La mère de mylord protecteur, écrit, à cette date de 1654, le secrétaire intime de Cromwell, Thurloe, est morte la nuit dernière, âgée de près d’un siècle. Un moment avant d’expirer, elle fit appeler son fils auprès de son lit, et, lui donnant de la main sa bénédiction : Que le Seigneur, lui dit-elle, fasse constamment briller la splendeur de sa face sur vous, mon fils ! Qu’il vous soutienne dans toutes vos adversités ! Qu’il égale vos forces aux grandes choses que le Très-Haut vous a chargé d’accomplir pour la gloire de son saint nom et pour le salut de son peuple !... Mon cher fils, ajouta-t-elle en insistant sur ce nom qui faisait sa gloire au dernier moment, mon cher fils ! je laisse mon esprit et mon cœur avec toi ! Adieu ! adieu ! Et elle retomba, dit Thurloe, dans son dernier assoupissement. Cromwell fondit en larmes comme un homme qui aurait perdu une partie de la lumière qui l’éclairait dans ses ténèbres. Sa mère, qui l’aimait comme fils et qui le vénérait comme élu de Dieu, habitait avec lui le palais des rois de White-Hall ; mais elle y vivait dans un appartement retiré et nu du palais, ne voulant pas, disait-elle, approprier à elle et à ses autres enfants cette splendeur à laquelle le Seigneur condamnait son fils, mais qui n’était que la décoration passagère d’une hôtellerie à laquelle elle ne voulait pas attacher son cœur ni l’existence future de sa famille. De cruels soucis troublaient ses jours et ses nuits dans ce palais des rois, où elle regrettait sa ferme champêtre du pays de Galles. La haine des royalistes, la jalousie des républicains, le ressentiment des niveleurs, le sombre fanatisme des presbytériens, la vengeance des Irlandais et des Écossais, les complots des parlementaires toujours présents à son esprit, lui montraient sans cesse le poignard ou le pistolet d’un assassin levé sur son fils. Quoique très courageuse autrefois, elle ne pouvait entendre l’explosion d’une arme à feu dans les cours sans frémir, et sans courir aux appartements de Cromwell pour s’assurer que son fils n’était pas mort. Cromwell fit à sa mère des funérailles de reine, témoignage de piété filiale plus que d’ostentation. Elle fut ensevelie au milieu des poussières royales ou illustres, sous le parvis de Westminster, ce Saint-Denis des dynasties et des grandeurs britanniques.
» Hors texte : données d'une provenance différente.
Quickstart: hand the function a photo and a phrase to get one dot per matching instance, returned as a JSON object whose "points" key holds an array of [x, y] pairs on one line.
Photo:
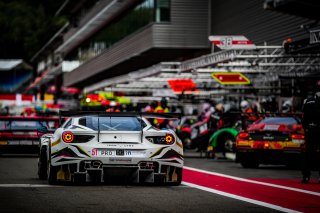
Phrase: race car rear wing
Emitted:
{"points": [[63, 113]]}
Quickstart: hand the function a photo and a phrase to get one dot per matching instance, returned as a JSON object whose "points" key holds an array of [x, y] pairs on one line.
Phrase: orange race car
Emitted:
{"points": [[271, 140]]}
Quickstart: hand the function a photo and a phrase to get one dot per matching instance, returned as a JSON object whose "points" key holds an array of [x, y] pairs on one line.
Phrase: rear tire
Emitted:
{"points": [[42, 164], [179, 178], [52, 174]]}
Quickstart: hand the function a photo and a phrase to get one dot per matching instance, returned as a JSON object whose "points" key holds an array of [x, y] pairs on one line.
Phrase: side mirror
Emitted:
{"points": [[43, 129]]}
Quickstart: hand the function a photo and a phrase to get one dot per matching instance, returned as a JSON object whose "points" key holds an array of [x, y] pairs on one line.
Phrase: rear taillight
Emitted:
{"points": [[168, 139], [297, 138], [67, 137], [243, 135]]}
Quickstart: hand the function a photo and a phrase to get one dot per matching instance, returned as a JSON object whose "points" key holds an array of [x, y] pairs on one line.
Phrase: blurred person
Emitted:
{"points": [[248, 114], [311, 125], [151, 107], [245, 107], [286, 106], [161, 108]]}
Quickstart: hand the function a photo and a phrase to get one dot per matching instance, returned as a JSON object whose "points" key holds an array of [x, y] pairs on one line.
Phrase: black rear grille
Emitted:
{"points": [[82, 138], [270, 136]]}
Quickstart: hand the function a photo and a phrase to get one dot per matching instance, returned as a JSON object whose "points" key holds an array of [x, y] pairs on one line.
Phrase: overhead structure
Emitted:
{"points": [[262, 66]]}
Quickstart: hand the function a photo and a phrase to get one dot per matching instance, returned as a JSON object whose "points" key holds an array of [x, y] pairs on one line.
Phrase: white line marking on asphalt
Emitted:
{"points": [[25, 185], [268, 205], [253, 181]]}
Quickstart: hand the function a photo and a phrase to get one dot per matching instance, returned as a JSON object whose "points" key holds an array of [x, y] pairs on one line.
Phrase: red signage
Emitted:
{"points": [[230, 78], [182, 85]]}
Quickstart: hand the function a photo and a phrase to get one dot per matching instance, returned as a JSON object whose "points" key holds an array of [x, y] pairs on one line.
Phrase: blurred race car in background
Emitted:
{"points": [[107, 147], [271, 140], [19, 133]]}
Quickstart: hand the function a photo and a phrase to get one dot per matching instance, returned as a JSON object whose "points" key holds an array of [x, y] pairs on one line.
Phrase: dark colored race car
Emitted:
{"points": [[19, 133], [271, 140]]}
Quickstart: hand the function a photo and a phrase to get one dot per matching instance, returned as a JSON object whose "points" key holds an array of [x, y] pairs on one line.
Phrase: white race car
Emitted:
{"points": [[106, 147]]}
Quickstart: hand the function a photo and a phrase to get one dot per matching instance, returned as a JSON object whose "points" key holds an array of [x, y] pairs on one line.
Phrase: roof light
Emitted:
{"points": [[67, 137]]}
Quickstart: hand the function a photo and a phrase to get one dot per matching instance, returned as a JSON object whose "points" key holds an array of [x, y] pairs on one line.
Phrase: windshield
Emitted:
{"points": [[112, 123]]}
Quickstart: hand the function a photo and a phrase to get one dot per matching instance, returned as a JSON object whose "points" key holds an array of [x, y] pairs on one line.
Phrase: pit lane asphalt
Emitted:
{"points": [[21, 191]]}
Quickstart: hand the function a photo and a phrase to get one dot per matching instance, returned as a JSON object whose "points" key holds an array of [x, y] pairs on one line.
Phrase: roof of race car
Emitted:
{"points": [[29, 118], [119, 114]]}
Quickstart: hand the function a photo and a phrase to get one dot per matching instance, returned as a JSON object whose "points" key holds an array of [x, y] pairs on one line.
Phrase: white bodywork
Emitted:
{"points": [[113, 153]]}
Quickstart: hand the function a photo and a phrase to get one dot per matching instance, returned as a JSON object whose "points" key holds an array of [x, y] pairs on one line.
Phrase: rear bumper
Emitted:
{"points": [[95, 171]]}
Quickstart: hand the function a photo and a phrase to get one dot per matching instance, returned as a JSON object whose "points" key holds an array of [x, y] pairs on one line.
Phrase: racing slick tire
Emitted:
{"points": [[179, 178], [42, 164], [51, 170]]}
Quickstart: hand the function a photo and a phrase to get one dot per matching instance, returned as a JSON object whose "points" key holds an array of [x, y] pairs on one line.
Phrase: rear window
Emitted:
{"points": [[280, 120], [112, 123]]}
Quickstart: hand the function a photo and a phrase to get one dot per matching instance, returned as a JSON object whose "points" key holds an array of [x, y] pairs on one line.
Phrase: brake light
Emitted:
{"points": [[67, 137], [297, 138], [243, 135], [168, 139]]}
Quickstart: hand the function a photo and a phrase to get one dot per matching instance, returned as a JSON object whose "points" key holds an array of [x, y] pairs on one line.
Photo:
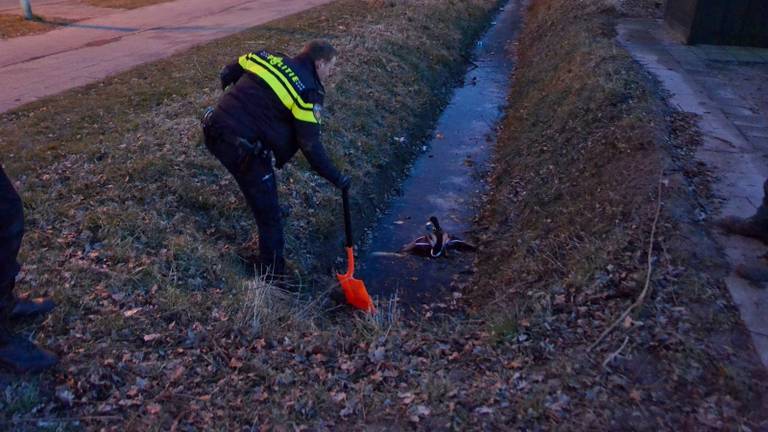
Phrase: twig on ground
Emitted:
{"points": [[647, 286], [616, 353]]}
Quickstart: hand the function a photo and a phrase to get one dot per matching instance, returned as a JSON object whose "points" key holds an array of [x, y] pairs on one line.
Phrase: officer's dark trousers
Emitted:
{"points": [[761, 216], [11, 231], [256, 179]]}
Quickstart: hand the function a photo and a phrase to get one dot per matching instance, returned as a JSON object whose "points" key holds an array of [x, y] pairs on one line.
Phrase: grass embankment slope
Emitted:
{"points": [[131, 225], [574, 195]]}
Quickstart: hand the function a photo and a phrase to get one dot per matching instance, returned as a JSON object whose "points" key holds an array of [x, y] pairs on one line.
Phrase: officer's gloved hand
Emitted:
{"points": [[344, 182]]}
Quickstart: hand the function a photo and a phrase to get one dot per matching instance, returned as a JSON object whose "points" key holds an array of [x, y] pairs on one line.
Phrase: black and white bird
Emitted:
{"points": [[436, 242]]}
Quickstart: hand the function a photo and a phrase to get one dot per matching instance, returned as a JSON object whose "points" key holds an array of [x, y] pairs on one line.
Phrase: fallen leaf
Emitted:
{"points": [[153, 409], [132, 312], [406, 397]]}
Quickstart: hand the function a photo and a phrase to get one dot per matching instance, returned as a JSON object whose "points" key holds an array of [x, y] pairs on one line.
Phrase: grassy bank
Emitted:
{"points": [[131, 225], [587, 153]]}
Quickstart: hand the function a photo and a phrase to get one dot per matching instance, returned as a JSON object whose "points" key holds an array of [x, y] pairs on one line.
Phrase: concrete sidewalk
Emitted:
{"points": [[727, 88], [33, 67], [75, 10]]}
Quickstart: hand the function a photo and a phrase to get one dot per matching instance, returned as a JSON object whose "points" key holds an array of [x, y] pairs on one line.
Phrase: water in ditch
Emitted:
{"points": [[446, 181]]}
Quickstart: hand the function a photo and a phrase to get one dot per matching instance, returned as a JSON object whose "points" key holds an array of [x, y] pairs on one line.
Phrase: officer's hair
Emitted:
{"points": [[318, 50]]}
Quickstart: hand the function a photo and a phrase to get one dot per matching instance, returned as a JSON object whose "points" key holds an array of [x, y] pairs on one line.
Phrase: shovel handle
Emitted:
{"points": [[347, 217]]}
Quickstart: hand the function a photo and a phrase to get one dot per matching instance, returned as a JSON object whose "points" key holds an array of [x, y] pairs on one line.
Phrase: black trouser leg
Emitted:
{"points": [[256, 179], [761, 216], [11, 232]]}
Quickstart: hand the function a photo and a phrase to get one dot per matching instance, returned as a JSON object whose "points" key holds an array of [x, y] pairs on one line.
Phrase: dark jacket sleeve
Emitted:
{"points": [[230, 74], [308, 137]]}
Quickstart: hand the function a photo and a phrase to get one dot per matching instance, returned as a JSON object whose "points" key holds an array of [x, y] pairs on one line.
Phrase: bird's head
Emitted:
{"points": [[433, 225]]}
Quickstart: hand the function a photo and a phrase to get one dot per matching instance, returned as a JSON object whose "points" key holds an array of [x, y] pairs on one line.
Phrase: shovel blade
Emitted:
{"points": [[355, 292]]}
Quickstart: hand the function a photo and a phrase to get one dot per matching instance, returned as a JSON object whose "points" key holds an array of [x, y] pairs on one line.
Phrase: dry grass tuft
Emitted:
{"points": [[124, 4], [15, 25]]}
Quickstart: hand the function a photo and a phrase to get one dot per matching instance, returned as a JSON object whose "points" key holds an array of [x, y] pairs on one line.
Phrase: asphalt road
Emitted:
{"points": [[32, 67]]}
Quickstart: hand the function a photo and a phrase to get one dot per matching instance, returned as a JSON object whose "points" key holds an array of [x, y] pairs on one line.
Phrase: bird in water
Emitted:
{"points": [[436, 243]]}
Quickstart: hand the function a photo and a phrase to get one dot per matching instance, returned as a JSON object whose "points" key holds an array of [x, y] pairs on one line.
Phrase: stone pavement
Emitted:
{"points": [[728, 88], [32, 67]]}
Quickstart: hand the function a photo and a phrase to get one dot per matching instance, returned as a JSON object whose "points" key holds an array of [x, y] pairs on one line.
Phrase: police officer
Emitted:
{"points": [[273, 108], [16, 352]]}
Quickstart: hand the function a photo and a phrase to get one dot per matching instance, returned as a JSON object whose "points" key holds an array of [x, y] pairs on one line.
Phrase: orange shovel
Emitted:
{"points": [[354, 289]]}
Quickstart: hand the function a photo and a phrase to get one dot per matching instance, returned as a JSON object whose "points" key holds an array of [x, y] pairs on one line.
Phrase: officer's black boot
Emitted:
{"points": [[16, 352]]}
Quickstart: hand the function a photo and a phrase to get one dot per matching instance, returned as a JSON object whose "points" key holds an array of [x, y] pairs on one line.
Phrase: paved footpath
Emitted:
{"points": [[727, 87], [52, 9], [32, 67]]}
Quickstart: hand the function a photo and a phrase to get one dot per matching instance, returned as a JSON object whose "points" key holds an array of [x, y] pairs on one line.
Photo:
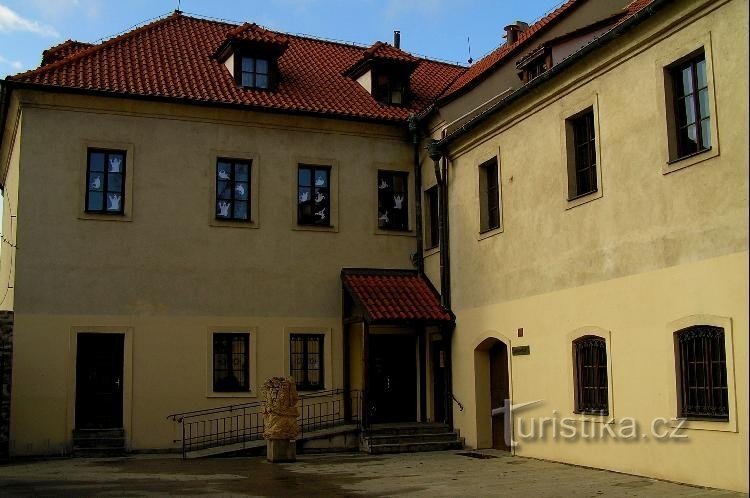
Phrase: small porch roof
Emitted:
{"points": [[394, 296]]}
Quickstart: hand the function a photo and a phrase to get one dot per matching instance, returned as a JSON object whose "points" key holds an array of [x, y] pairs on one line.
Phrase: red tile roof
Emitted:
{"points": [[66, 48], [483, 67], [172, 58], [394, 295]]}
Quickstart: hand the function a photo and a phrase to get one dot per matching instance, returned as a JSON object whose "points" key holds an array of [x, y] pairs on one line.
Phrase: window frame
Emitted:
{"points": [[687, 49], [246, 387], [580, 385], [234, 162], [306, 384], [405, 177], [105, 179], [684, 374], [314, 169], [489, 196], [431, 224], [673, 75]]}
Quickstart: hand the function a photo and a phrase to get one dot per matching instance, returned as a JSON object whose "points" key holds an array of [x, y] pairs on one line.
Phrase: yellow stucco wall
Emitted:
{"points": [[655, 246], [166, 275]]}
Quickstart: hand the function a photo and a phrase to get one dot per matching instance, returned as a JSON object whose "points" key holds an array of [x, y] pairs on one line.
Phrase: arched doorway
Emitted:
{"points": [[492, 370]]}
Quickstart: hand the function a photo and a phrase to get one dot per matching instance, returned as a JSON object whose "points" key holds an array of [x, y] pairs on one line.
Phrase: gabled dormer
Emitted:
{"points": [[251, 54], [384, 71]]}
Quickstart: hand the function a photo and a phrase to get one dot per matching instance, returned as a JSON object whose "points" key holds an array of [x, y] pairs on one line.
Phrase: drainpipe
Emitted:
{"points": [[441, 175], [414, 130]]}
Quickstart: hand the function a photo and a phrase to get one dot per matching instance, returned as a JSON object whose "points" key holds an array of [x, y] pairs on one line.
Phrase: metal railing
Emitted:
{"points": [[242, 423]]}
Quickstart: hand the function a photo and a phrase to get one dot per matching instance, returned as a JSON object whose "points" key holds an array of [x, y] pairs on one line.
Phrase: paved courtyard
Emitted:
{"points": [[419, 474]]}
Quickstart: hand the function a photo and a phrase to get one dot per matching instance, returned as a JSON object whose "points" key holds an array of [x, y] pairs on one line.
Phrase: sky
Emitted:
{"points": [[448, 30]]}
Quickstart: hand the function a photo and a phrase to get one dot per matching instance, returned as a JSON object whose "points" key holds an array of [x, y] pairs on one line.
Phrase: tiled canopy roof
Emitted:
{"points": [[394, 295], [173, 58]]}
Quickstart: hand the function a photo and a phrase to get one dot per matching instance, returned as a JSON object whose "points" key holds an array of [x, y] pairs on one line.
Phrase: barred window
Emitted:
{"points": [[306, 361], [233, 189], [393, 200], [105, 177], [591, 383], [231, 362], [702, 376]]}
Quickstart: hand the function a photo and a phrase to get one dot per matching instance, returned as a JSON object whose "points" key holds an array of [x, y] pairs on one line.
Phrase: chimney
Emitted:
{"points": [[513, 30]]}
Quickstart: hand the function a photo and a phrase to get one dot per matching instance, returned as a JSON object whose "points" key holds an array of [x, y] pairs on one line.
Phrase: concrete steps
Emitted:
{"points": [[410, 438], [98, 442]]}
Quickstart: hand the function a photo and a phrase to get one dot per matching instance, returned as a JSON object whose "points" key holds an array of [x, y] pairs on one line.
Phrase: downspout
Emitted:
{"points": [[441, 175], [414, 130]]}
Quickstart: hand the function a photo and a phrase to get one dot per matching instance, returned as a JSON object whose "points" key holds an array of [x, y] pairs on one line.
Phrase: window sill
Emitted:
{"points": [[315, 228], [705, 425], [690, 160], [234, 223], [490, 233], [105, 217], [249, 394], [431, 251], [395, 231], [583, 199]]}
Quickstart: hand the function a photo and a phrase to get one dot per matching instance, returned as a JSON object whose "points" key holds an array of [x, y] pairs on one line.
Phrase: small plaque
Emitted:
{"points": [[521, 350]]}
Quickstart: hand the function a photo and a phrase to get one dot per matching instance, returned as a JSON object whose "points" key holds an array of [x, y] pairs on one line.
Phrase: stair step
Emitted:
{"points": [[416, 447], [399, 430], [412, 438]]}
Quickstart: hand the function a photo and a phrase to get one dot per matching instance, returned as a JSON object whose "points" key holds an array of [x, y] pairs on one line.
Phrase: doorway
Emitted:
{"points": [[392, 378], [99, 381], [499, 392]]}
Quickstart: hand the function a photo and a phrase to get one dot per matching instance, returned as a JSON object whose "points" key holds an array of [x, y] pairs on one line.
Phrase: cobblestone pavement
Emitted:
{"points": [[418, 474]]}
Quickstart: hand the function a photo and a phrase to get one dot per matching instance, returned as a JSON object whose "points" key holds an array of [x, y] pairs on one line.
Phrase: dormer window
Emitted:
{"points": [[390, 89], [384, 71], [251, 55], [254, 72]]}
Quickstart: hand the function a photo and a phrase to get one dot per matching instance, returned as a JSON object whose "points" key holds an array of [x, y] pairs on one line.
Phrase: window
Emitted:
{"points": [[393, 200], [489, 196], [431, 226], [590, 371], [314, 195], [703, 391], [390, 88], [306, 361], [581, 154], [105, 177], [254, 72], [233, 189], [231, 362], [691, 106]]}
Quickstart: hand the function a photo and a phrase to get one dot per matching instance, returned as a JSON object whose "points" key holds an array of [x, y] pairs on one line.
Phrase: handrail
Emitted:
{"points": [[460, 405], [177, 417], [244, 422]]}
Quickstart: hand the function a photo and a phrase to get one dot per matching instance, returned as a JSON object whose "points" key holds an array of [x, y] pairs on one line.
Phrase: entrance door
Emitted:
{"points": [[392, 378], [499, 392], [99, 381]]}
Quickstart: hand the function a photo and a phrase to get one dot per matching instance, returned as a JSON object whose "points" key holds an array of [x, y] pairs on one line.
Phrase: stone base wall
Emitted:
{"points": [[6, 362]]}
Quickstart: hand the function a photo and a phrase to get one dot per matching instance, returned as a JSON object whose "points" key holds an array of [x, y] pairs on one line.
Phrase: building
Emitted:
{"points": [[229, 203]]}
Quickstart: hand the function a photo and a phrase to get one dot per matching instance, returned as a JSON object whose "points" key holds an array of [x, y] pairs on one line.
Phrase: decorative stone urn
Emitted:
{"points": [[280, 419]]}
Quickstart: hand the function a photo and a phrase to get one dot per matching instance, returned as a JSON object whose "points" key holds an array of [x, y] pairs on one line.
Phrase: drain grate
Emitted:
{"points": [[476, 454]]}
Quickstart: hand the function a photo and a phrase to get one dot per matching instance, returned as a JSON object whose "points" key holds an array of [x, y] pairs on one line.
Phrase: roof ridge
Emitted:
{"points": [[95, 47]]}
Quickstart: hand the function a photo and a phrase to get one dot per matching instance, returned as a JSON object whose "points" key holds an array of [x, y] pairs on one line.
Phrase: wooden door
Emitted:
{"points": [[392, 378], [99, 362], [499, 392]]}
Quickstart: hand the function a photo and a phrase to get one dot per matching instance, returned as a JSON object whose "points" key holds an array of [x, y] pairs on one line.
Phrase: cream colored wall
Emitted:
{"points": [[658, 245], [10, 155], [169, 276]]}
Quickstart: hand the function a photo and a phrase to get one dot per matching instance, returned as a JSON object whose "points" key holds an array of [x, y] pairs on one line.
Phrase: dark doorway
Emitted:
{"points": [[392, 379], [438, 381], [499, 392], [99, 381]]}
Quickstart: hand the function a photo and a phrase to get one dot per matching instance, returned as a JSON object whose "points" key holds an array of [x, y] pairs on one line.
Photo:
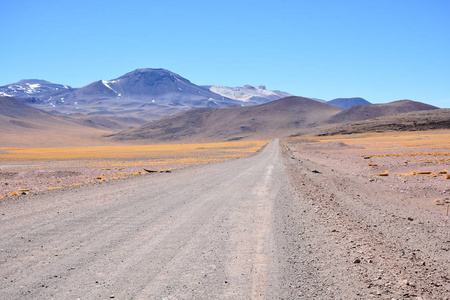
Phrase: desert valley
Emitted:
{"points": [[148, 186]]}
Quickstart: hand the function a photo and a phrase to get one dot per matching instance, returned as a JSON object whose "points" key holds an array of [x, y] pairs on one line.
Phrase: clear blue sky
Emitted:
{"points": [[381, 50]]}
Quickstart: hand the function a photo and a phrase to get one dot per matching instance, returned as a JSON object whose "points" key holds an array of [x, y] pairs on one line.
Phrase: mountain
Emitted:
{"points": [[278, 118], [22, 125], [144, 94], [34, 90], [345, 103], [365, 112], [412, 121], [248, 94]]}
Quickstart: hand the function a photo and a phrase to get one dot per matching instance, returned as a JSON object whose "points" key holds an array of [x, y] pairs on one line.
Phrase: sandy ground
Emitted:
{"points": [[305, 221], [365, 236]]}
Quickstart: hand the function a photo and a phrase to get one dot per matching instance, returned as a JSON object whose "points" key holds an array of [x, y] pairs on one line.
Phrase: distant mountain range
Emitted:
{"points": [[248, 94], [143, 95], [278, 118], [177, 109], [348, 102]]}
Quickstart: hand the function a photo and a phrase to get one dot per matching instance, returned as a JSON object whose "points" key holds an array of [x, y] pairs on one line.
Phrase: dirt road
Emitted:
{"points": [[199, 233], [265, 227]]}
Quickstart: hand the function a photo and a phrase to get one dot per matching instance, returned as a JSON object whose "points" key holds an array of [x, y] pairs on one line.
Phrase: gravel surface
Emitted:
{"points": [[277, 225]]}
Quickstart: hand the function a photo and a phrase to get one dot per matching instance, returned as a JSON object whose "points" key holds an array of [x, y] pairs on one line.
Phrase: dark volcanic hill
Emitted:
{"points": [[345, 103], [412, 121], [278, 118], [365, 112]]}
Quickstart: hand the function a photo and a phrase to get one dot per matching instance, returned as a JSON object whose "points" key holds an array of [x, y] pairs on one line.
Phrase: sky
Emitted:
{"points": [[381, 50]]}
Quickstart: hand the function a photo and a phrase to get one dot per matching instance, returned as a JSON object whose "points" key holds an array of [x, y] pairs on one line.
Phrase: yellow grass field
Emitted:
{"points": [[133, 155], [36, 169]]}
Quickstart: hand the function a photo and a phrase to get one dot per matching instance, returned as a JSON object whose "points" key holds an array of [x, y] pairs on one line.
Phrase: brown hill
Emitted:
{"points": [[413, 121], [22, 125], [365, 112], [278, 118]]}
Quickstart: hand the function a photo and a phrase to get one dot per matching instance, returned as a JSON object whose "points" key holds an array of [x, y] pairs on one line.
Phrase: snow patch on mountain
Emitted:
{"points": [[105, 83], [248, 93]]}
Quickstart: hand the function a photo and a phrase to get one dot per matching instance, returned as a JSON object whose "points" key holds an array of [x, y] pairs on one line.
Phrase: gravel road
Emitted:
{"points": [[200, 233], [264, 227]]}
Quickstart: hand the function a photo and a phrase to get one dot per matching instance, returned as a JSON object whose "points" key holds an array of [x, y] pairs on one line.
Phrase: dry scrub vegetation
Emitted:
{"points": [[411, 163], [36, 169]]}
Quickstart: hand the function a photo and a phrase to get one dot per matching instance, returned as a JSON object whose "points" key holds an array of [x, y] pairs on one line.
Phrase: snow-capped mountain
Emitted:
{"points": [[147, 93], [33, 89], [249, 94]]}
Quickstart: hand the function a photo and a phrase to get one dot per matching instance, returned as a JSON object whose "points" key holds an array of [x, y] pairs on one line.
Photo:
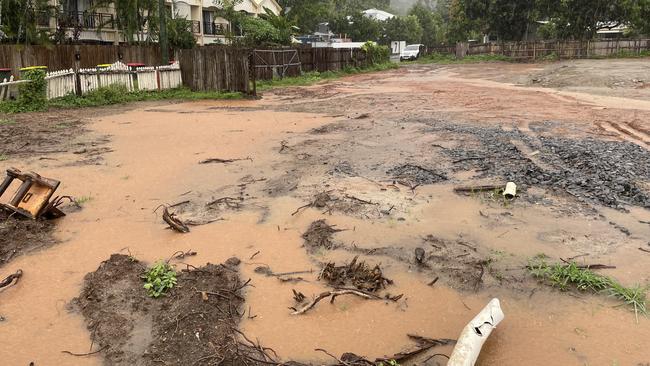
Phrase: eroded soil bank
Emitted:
{"points": [[377, 157]]}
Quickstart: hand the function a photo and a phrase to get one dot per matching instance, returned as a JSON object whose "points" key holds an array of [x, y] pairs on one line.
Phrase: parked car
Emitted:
{"points": [[411, 52]]}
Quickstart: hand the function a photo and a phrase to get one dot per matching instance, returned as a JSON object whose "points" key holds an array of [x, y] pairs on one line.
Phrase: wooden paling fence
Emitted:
{"points": [[283, 62], [217, 67], [9, 87]]}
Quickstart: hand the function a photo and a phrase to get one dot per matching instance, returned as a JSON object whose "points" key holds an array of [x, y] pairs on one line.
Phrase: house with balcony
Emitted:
{"points": [[83, 22]]}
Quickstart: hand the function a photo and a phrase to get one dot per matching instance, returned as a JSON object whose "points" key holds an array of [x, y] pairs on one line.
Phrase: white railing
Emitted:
{"points": [[60, 83], [170, 76], [9, 88], [64, 82], [147, 78], [159, 78], [116, 74]]}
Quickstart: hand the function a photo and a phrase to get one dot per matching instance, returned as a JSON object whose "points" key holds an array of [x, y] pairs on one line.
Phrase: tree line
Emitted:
{"points": [[449, 21], [431, 22]]}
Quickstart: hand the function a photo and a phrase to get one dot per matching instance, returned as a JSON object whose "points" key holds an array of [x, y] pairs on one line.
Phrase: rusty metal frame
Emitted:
{"points": [[23, 194], [285, 66]]}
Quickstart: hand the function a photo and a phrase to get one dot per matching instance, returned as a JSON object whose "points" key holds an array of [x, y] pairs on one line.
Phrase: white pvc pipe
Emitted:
{"points": [[475, 334], [511, 190]]}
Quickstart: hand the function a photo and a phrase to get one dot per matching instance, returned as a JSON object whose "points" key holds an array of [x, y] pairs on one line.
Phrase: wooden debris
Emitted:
{"points": [[423, 344], [10, 279], [483, 188], [590, 266], [319, 235], [357, 274], [180, 254], [223, 161], [333, 295], [174, 222], [230, 202]]}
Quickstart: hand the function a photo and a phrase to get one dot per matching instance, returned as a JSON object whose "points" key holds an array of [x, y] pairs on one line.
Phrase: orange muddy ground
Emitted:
{"points": [[154, 161]]}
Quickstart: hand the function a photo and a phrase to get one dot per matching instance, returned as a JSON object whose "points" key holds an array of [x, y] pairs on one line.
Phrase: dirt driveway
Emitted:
{"points": [[376, 156]]}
Lui-même, depuis quelques années, redoutait de périr par un assassinat. Il portait une cuirasse sous ses habits, des armes défensives à la portée de sa main. Il ne couchait jamais longtemps dans la même chambre du palais, changeant de place et de lit, pour dérouter les trahisons domestiques et les complots militaires. Despote, il subissait les angoisses de la tyrannie. Le poids invisible des haines qu’il avait accumulées pesait sur son imagination et sur son sommeil. Les moindres murmures dans l’armée lui semblaient des présages d’insurrection contre son pouvoir. Tantôt il frappait, tantôt il caressait ceux de ses lieutenants dont il redoutait la révolte. Il cultivait Warwick, il flattait Fairfax, il domptait Ireton, il ramenait avec peine le républicain Fleetwood, à qui il avait donné une de ses filles, républicaine irréconciliable avec la dictature comme son mari ; il éloignait Monk ; il était alarmé de l’intrigue et de la popularité de Lambert, général qui cherchait un parti tantôt dans les royalistes, tantôt dans les républicains, tantôt dans les mécontentements de l’armée. Il craignait de blesser ou d’aliéner le parti militaire en sévissant contre ce soldat ambitieux. Il compensa le commandement qu’il lui enleva par une opulence prodigue, qui retenait Lambert dans la déférence par les liens de la corruption. Mais les partis étaient trop divisés en Angleterre pour se porter à des assassinats contre le dictateur, comme celui du sénat contre César. L’un surveillait l’autre. Cromwell vivait, parce qu’aucun de ces partis n’était certain de profiter de, sa mort. Cependant il avait le sentiment de son impopularité ; la pudeur de son ambition et ses dix discours aux divers parlements de l’interrègne attestent ses efforts, quelquefois humiliants, pour se faire pardonner le rang suprême. On ne connaîtrait pas bien l’homme si on ne connaissait pas ses paroles. L’âme est dans l’accent. Nous traduisons quelques mots au milieu de ce déluge de phrases. La pensée semble s’y noyer dans un verbiage tour à tour humble et impérieux. On y sent partout le fermier parvenu au trône, et le sectaire changeant la tribune en chaire, pour prêcher à son peuple après l’avoir dompté.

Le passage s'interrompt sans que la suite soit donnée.